On KNUS, Andrews touted National Review Online column that blamed culture of “passivity” for Va. Tech massacre

Backbone Radio host John Andrews read from a column faulting a culture of “corrosive passivity” in the Virginia Tech massacre, touting the piece as a “tremendously important observation about what kind of America we live in.” The author is one of several media figures who have blamed the victims for not fighting back.

Calling it a “tremendously important observation about what kind of America we live in,” KNUS 710 AM Backbone Radio host John Andrews on April 22 read from a National Review Online column by Mark Steyn suggesting that a culture of “corrosive passivity” was to blame for the April 16 shooting rampage that resulted in the deaths of 33 people at Virginia Tech.

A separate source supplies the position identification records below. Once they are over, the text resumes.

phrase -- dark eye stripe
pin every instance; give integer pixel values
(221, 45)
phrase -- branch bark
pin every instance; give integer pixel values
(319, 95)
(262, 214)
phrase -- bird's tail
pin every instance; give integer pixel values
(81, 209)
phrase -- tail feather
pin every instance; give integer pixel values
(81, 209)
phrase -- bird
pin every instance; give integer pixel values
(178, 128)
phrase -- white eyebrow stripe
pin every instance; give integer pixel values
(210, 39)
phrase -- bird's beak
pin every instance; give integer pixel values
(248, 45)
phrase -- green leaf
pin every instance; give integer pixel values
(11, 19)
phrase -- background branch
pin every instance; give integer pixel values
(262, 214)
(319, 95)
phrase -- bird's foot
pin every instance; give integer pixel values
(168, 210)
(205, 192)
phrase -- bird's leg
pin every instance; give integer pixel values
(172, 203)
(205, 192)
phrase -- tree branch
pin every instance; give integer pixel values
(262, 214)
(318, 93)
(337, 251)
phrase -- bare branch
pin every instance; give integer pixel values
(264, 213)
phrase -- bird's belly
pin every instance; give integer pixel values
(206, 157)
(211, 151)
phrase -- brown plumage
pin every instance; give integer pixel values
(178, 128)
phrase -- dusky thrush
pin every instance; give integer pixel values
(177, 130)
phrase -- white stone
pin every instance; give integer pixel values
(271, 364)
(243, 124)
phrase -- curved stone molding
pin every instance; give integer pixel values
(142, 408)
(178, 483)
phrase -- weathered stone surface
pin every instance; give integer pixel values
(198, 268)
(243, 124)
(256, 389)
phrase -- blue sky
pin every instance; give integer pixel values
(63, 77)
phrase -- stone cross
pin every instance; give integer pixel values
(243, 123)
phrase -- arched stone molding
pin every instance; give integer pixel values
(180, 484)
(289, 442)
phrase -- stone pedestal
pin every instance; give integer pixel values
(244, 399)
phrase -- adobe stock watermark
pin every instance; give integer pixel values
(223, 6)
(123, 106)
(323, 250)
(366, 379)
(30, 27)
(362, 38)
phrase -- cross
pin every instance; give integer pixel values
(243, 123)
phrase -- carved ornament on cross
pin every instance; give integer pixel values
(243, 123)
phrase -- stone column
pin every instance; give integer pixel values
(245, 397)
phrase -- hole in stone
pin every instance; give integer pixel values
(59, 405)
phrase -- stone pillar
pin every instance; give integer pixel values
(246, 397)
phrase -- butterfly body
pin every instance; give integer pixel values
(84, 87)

According to Steyn's April 18 column, the students at Virginia Tech were not “children,” they were “grown women and -- if you'll forgive the expression -- men. They would be regarded as adults by any other society in the history of our planet.” Steyn added, “Granted, we live in a selectively infantilized culture where twentysomethings are 'children' if they're serving in the Third Infantry Division in Ramadi but grown-ups making rational choices if they drop to the broadloom in President Clinton's Oval Office.” The column continued:

Nonetheless, it's deeply damaging to portray fit fully formed adults as children who need to be protected. We should be raising them to understand that there will be moments in life when you need to protect yourself -- and, in a “horrible” world, there may come moments when you have to choose between protecting yourself or others. It is a poor reflection on us that, in those first critical seconds where one has to make a decision, only an elderly Holocaust survivor, Professor Librescu, understood instinctively the obligation to act.

Steyn concluded by stating, “Murderous misfit loners are mercifully rare. But this awful corrosive passivity is far more pervasive, and, unlike the psycho killer, is an existential threat to a functioning society.” Steyn did not indicate in the piece whether he ever had been attacked at gunpoint and, if so, how he reacted at the time.

As Media Matters for America documented, Steyn is one of several media figures who have faulted Virginia Tech victims for not fighting back.

From the April 22 broadcast of KNUS 710 AM's Backbone Radio:

ANDREWS: The, the point that, that is made in this particular Mark Steyn article that I'd like to read as much of, of it as time permits us here. It isn't so much about the terrible judgment of the news organizations to give the evil Cho his -- his wish of a national audience, but it's, it's a, another I think tremendously important observation about what kind of America we live in -- and we'll be pursuing this as the show goes along this evening -- but here are the words of Mark Steyn; this was put up on National Review Online on Wednesday.